我一跃而起,抓了件衣服披上便急匆匆的跑到南宫逸的院子,影影绰绰的只见院中两个黑影,其中一个捂着另一个的嘴巴,手中寒光一闪,那女子连个惊叫都没叫得出来,便无声的滑倒在地。我赶紧跑上去,看着地上尸体,再看看被方才那一刀下去溅了半脸血的锦鸢,深觉这个时代对心理医生的需求真是迫切得不能再迫切了!
此时南宫逸衣衫不整的出来了,他漫不经心的看了一眼地上尸体,散漫一笑:“真无趣,本公子还想着今晚再来*一次,你怎么就急着将她杀了?”
锦鸢僵直的身体一抖,转身就要走:“我再给你找一个来。”
这两人说扭曲都嫌太轻了!变态指数已经爆表了吧!
作为这院子里唯一的正常人,我只好拦住锦鸢:“你疯了吗?你每晚都找不同的女人来给他发泄然后你再把这些女人杀掉?”
锦鸢冷冷瞥我一眼:“关你什么事。你以为自己很高尚?”
“至少我不龌龊吧。”我皱眉,看着地上尸体,深觉这个年代的人命好像都是开玩笑的。
我生着锦鸢的气:“你这么做,挺让人恶心的。”
听见南宫逸的一声轻笑。我也没搭理,说完转身,第一次觉得很生气,真的很生气。
荀漠这个魂淡都不知道几时才能冒个泡。
不知道变态会不会传染。
不过我的活计因为另一个女人的到来而变得轻松不少,这姑娘是个单纯的乡下妹子,南宫逸一次无聊的易容逛街时候在街上买了回来,没有纯情的小情节,这家伙当晚回来就把这小姑娘给上了,让我十分于心不忍。

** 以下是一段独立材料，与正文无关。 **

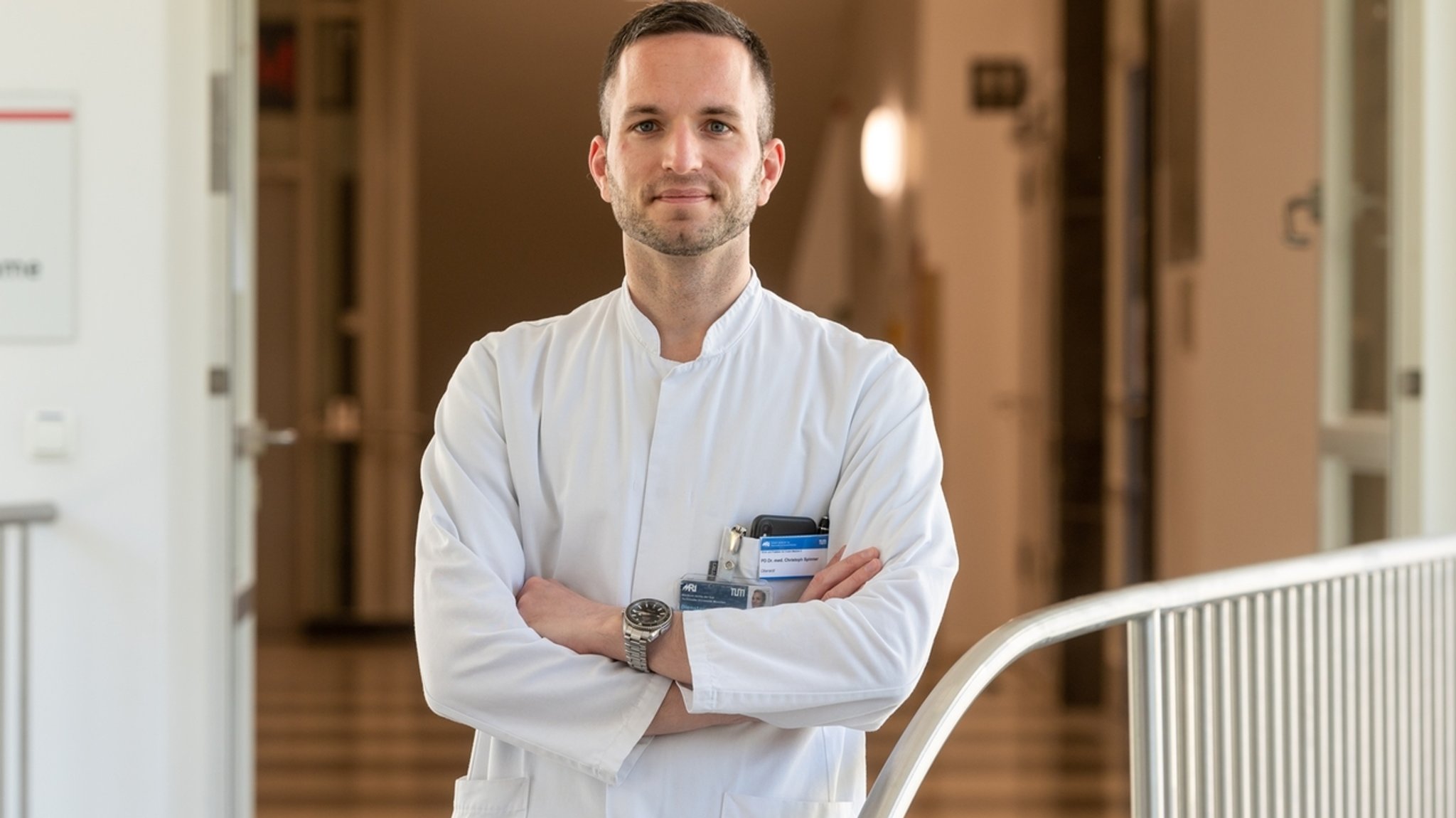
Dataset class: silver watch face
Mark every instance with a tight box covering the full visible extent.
[625,600,673,630]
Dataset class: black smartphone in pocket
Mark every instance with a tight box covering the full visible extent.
[749,514,820,540]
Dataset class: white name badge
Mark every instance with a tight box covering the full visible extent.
[759,534,828,579]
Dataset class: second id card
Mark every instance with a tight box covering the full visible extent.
[759,534,828,579]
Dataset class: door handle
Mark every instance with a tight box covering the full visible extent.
[1284,182,1321,250]
[233,418,299,457]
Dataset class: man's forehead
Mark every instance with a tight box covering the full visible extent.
[607,32,767,117]
[611,32,757,93]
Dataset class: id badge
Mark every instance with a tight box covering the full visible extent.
[756,534,828,580]
[677,573,773,611]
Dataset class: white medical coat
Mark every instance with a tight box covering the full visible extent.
[415,275,957,818]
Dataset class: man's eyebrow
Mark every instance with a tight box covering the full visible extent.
[623,105,663,118]
[623,103,742,119]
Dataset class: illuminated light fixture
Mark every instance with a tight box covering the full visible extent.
[859,105,906,198]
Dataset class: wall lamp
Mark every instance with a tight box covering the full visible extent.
[859,105,906,198]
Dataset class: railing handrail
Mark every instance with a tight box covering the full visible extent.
[860,536,1456,818]
[0,502,57,818]
[0,502,55,526]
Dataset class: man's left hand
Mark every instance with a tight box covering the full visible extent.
[515,576,623,658]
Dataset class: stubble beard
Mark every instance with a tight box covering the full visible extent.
[607,167,759,256]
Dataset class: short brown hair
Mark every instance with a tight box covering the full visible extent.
[597,0,773,144]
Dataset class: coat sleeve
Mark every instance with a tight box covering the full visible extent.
[683,354,958,731]
[415,339,668,783]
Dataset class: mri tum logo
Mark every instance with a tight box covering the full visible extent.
[0,257,41,280]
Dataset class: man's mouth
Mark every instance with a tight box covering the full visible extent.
[654,188,714,203]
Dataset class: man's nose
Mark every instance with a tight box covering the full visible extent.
[663,128,703,174]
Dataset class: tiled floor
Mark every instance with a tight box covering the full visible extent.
[257,643,1128,818]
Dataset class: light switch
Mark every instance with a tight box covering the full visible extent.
[25,409,75,460]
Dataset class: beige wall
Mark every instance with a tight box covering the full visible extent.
[1156,0,1321,576]
[919,0,1060,651]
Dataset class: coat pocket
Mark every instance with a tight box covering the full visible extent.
[450,779,532,818]
[722,792,856,818]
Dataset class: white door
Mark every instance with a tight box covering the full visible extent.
[1317,0,1430,548]
[1310,0,1398,548]
[213,0,271,818]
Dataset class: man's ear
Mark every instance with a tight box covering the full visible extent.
[759,138,785,207]
[587,137,611,202]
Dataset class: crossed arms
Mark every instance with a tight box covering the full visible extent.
[515,546,881,735]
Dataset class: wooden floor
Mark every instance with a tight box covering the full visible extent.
[257,643,1128,818]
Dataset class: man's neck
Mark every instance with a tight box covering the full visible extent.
[621,233,753,363]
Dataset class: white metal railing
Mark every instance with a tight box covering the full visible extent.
[0,504,55,818]
[860,537,1456,818]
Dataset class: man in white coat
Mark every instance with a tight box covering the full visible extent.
[415,0,957,818]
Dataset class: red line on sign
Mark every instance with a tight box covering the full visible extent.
[0,111,71,122]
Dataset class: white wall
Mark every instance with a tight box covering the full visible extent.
[0,0,229,818]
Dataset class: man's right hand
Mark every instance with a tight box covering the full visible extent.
[799,546,884,602]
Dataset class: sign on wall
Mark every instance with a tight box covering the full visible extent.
[0,96,75,342]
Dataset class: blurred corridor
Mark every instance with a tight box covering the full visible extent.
[257,640,1128,818]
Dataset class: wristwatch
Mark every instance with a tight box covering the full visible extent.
[621,600,673,672]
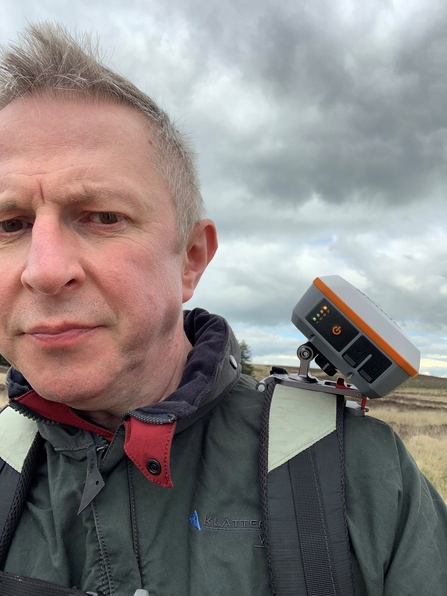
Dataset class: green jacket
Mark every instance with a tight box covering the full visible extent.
[0,311,447,596]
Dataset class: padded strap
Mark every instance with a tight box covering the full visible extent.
[260,385,355,596]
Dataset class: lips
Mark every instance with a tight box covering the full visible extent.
[24,323,99,348]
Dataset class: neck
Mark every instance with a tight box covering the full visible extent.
[78,333,192,432]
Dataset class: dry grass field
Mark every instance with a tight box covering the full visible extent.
[0,364,447,500]
[253,365,447,501]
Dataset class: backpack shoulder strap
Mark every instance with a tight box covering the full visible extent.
[260,383,355,596]
[0,406,40,568]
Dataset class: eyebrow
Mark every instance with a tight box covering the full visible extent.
[0,201,20,215]
[0,189,140,215]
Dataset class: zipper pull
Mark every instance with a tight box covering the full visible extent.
[78,445,105,515]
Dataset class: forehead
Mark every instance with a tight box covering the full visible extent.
[0,95,151,155]
[0,96,172,210]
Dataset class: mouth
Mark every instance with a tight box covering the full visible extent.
[24,323,99,348]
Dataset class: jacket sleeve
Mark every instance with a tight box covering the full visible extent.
[345,414,447,596]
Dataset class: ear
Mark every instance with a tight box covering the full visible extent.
[182,219,217,302]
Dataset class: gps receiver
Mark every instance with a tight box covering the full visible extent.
[258,275,420,398]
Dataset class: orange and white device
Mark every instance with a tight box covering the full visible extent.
[292,275,420,398]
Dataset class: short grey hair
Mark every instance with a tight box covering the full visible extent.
[0,22,204,248]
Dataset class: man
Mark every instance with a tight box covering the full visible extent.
[0,24,447,596]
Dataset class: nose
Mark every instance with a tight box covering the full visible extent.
[21,216,85,296]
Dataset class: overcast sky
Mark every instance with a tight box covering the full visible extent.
[0,0,447,376]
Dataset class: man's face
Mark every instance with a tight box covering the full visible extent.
[0,97,201,409]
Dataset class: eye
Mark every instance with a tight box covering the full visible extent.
[92,213,123,225]
[1,219,23,233]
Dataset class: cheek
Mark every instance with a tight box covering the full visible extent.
[103,250,182,324]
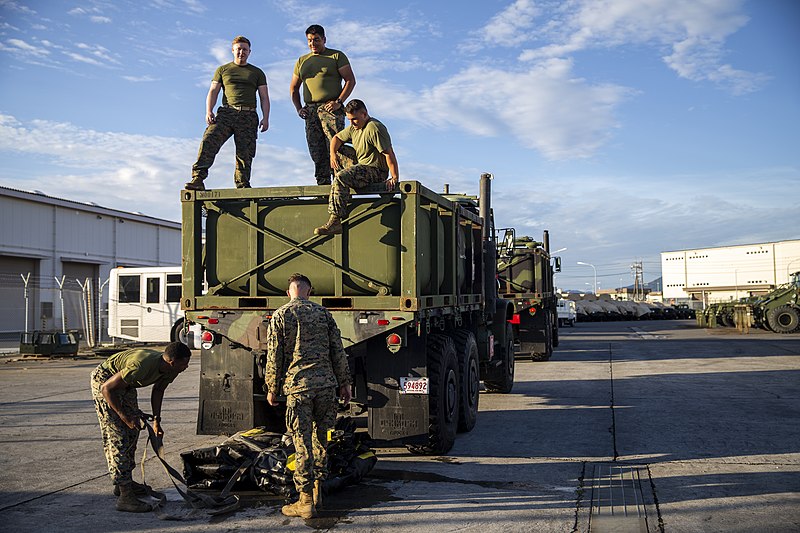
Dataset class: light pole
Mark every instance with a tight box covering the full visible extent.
[578,261,597,296]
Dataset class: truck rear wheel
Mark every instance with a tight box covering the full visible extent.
[767,305,800,333]
[483,324,514,394]
[453,329,480,432]
[408,334,459,455]
[169,318,189,345]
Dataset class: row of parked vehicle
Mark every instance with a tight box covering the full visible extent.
[575,299,695,322]
[697,272,800,333]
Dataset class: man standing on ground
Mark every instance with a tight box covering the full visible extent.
[266,274,353,518]
[91,342,192,513]
[289,24,356,185]
[314,100,400,235]
[185,35,269,191]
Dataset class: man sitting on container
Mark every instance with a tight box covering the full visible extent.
[314,100,400,235]
[265,274,353,518]
[91,342,192,513]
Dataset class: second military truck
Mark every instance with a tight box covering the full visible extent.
[181,174,515,453]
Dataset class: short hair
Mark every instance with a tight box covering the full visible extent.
[164,341,192,361]
[344,98,367,115]
[289,272,311,289]
[231,35,253,47]
[306,24,325,37]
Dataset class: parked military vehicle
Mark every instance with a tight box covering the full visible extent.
[753,272,800,333]
[181,174,514,453]
[497,228,561,361]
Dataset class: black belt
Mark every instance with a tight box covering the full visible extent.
[222,104,257,111]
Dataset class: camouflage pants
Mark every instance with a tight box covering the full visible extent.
[91,366,139,485]
[328,145,389,218]
[306,103,344,185]
[192,107,258,187]
[286,388,336,492]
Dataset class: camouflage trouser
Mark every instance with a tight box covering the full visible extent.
[306,103,344,185]
[286,388,336,492]
[91,366,139,485]
[192,107,258,187]
[328,145,389,218]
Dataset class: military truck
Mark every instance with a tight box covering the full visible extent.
[497,228,561,361]
[753,272,800,333]
[181,174,514,454]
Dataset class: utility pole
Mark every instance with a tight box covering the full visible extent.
[631,261,644,302]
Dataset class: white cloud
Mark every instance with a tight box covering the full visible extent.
[0,39,50,57]
[520,0,766,94]
[357,59,631,160]
[0,115,313,220]
[479,0,539,46]
[332,20,414,56]
[0,0,36,15]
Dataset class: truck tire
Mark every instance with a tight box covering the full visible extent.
[767,305,800,333]
[169,318,189,345]
[408,334,459,455]
[483,324,514,394]
[553,312,559,348]
[452,329,481,433]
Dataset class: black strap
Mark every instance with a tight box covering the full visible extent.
[140,413,241,520]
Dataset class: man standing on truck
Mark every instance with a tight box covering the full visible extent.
[91,342,192,513]
[289,24,356,185]
[185,35,269,191]
[314,99,400,235]
[266,274,353,518]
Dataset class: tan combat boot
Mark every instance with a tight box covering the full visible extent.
[314,215,342,235]
[281,492,316,519]
[114,481,166,500]
[311,479,322,511]
[183,178,206,191]
[117,483,153,513]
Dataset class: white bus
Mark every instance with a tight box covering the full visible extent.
[108,266,196,348]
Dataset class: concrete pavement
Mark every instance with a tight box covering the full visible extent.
[0,321,800,533]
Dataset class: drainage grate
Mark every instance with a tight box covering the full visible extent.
[589,463,658,533]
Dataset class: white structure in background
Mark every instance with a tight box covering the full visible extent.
[0,186,181,339]
[556,298,577,328]
[661,240,800,307]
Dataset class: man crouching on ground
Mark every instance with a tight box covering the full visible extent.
[266,274,353,518]
[91,342,192,513]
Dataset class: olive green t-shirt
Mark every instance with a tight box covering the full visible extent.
[101,348,178,389]
[336,117,392,171]
[294,48,350,104]
[213,61,267,107]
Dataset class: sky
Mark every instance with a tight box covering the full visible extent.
[0,0,800,290]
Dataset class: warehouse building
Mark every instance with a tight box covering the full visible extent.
[661,240,800,308]
[0,186,181,339]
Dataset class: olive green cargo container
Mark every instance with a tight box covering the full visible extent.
[497,229,560,361]
[181,176,513,453]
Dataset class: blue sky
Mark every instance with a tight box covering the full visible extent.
[0,0,800,289]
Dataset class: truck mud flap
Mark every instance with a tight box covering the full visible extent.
[364,328,429,444]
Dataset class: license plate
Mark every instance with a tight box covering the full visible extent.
[400,378,428,394]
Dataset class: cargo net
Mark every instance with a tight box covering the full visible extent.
[181,417,378,497]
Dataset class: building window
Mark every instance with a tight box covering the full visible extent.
[167,274,181,303]
[147,278,161,304]
[117,276,140,303]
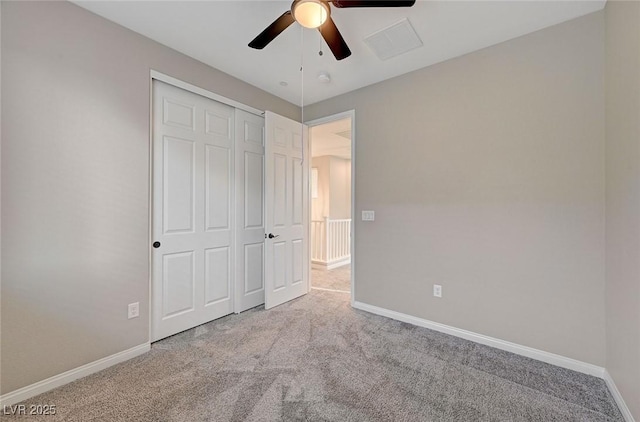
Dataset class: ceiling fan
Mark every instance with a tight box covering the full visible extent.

神出鬼没的荀漠在大事儿上倒也不含糊,很快调查了小姑娘的背景,然后草书一封告诉我没问题,但是要注意不能泄露行踪。小姑娘是标准的村姑一名,长得很柔弱,名字更柔弱,叫依依。这依依小姑娘的家乡在某边境小城,近来蛮夷部落哈克族在边境肆虐,全家都死光了,她逃难到这里,估计也没想过这辈子还能时来运转的跟着这么一个倜傥公子,死心塌地的跟着南宫逸照顾他。
南宫逸的房间里夜夜*,这也从侧面说明了我的医术实在高超,这才大病初愈多久,竟能恢复这般功力,想来将来要是为银子发愁,我不仅可以做妇科圣手,还能做男人福音!
锦鸢依旧夜夜站在院子里听墙角玩儿自虐,只是南宫逸*完再也不用她杀人抛尸了,不知道她会不会有怅然若失之感。
这两日,我百忙的基友终于肯抽空来瞅我一眼。
甫一进庄,我见他神色微动,似有无限情绪涌动,果然,下一秒他便豪放的扑了过来,作为他一生推的好基友,我又怎么能不明白他的心意,于是我默默而又迅速的将锦鸢推到身前,让荀漠刚好一把抱住了她。
他神情波动。
她冰冷的脸上也一动。
他们彼此抱着,脸上的表情丰富而微妙,特别是荀漠,你真的不用这样饱含感激的看着我的。
这样一个拥抱,对他们两人而言也许意义非凡,我在一边欣慰的内牛满面。
其实各位,错位的爱情我们把它强行扭正难道不可以吗?我们不能学着作死文的白莲花女主和吊炸天男主他们那样搞互虐互爱,不虐不爱。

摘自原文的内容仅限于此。